Some days are orderly and scheduled. We wake up early, I shower, we have a goal and a plan for the day. It could be as small as a trip to Target or even to the post office. Breakfast is served, followed by a snack around 10, lunch at noon, naps at 2. The house is tidy, free of stray toys underfoot, the beds are made, I’m wearing make-up, I may not even look at the computer until late afternoon when the children are napping.
On these days I feel accomplished. The children watch less TV, I interact directly with them more. These are the days that I feel the best, or at least better.
But then there are most days.
These are the days where I have nothing planned. We eat breakfast, I forget to shower, later I forget to serve a snack.

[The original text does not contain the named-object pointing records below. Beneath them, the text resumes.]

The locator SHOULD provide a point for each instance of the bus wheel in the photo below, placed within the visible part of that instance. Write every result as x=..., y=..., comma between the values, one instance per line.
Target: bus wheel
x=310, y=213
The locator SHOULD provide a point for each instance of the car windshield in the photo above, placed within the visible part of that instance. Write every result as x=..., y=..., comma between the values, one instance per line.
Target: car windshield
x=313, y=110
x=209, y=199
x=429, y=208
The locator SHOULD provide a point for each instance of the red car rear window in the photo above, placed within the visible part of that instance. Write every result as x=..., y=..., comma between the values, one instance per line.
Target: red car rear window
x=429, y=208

At 12:15 I realize that I’m late serving lunch and that I’m still wearing pajamas. The majority of the day has been spent either in front of the television or in front of the computer. I don’t like these days because wearing pajamas seems like a great idea in the morning, but by afternoon, it makes me feel like a loser. I don’t like these days because I feel guilty for not having some fun and educational activity with the kids.

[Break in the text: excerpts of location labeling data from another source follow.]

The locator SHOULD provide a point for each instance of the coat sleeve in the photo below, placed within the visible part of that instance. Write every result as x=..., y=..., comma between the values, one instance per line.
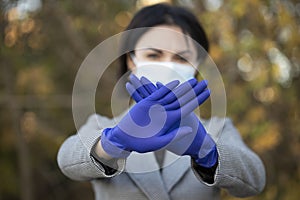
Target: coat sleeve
x=240, y=170
x=74, y=156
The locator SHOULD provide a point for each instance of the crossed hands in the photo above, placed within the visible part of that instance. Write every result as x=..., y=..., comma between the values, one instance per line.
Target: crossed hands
x=162, y=118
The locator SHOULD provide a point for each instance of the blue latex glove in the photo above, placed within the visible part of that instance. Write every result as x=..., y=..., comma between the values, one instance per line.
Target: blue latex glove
x=146, y=127
x=199, y=145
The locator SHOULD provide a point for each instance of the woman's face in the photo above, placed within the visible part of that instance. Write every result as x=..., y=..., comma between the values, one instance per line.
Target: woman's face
x=165, y=44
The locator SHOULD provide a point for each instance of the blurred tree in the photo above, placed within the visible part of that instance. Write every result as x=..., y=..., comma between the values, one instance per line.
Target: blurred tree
x=255, y=44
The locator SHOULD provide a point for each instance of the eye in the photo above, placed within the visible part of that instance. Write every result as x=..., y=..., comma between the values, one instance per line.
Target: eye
x=153, y=56
x=181, y=59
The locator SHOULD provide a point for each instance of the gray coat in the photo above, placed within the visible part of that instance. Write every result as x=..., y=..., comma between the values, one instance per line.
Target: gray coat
x=240, y=171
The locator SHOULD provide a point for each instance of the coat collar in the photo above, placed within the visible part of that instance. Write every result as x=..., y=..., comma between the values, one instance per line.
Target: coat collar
x=144, y=171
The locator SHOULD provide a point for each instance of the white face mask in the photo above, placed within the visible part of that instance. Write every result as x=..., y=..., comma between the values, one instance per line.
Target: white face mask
x=163, y=72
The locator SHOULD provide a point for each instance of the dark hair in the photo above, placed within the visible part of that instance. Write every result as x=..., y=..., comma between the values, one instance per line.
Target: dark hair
x=162, y=14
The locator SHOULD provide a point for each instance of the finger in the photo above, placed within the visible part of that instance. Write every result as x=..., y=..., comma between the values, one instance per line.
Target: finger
x=179, y=91
x=164, y=90
x=175, y=135
x=159, y=85
x=138, y=86
x=150, y=87
x=193, y=104
x=191, y=93
x=133, y=92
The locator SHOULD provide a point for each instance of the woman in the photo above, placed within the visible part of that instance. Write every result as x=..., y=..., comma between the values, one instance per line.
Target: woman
x=116, y=150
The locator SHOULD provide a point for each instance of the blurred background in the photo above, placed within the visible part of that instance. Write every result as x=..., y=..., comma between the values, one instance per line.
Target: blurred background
x=255, y=44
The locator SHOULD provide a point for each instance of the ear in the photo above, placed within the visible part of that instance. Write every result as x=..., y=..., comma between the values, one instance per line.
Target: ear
x=129, y=62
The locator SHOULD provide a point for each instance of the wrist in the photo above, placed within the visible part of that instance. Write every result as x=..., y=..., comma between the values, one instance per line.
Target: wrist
x=110, y=148
x=209, y=160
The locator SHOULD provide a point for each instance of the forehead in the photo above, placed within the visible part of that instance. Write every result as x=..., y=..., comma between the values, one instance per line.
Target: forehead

In the event that I do decide to get myself and the kids out the door, it’s usually too late because by the time I’ve showered and found the children’s shoes, it’s nearly noon. It would be foolish to take the children out at lunchtime or this close to naptime.

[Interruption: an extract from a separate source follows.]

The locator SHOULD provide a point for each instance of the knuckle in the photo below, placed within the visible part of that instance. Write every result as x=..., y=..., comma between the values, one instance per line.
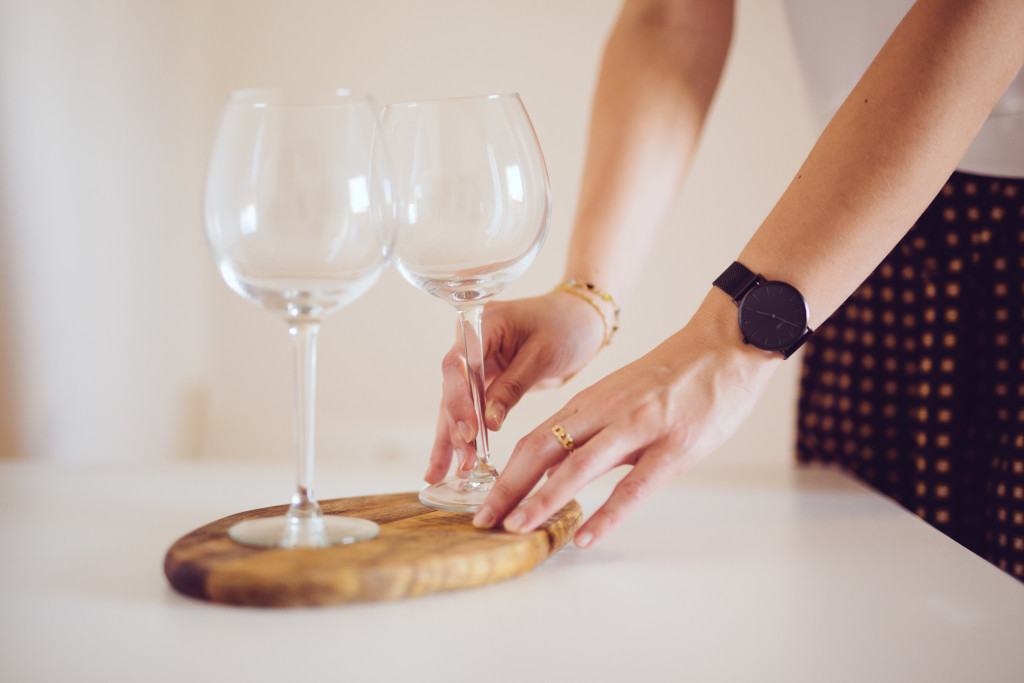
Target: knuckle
x=632, y=491
x=512, y=387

On these lazy days I rush to get the house in order, dishes washed, mail put in it’s proper place, toys thrown back in the playroom before Tate comes home. I’d hate for Tate to see that we basically did nothing for the entire day. These days kind of embarrass me.
I’m trying to forgive and allow myself to enjoy, or at least not beat myself up, on these days. Of course, I’ve been trying this for three years as a stay at home mom, but really for probably longer I’ve hated these types of days.
Despite most of my days being seemingly unproductive, my house is still somehow mostly clean, aside from some handprints on the windows, some dust on the end tables, and crumbs under the children’s chairs. I sometimes completely forget about laundry that has become increasingly wrinkled waiting in the dryer, but more importantly, my family wears clean underwear and socks everyday. I provide 3 mostly healthy meals everyday, and sometimes I even remember snacks.
When can I allow myself to be at peace with this life and not feel like I must DO and FACILITATE everyday? What’s really so wrong with not showering one day when I won’t see anyone but my children and husband? Pajamas all day at least mean that I don’t dirty more outfits.
What are your days like? Do you allow yourself these lazy days?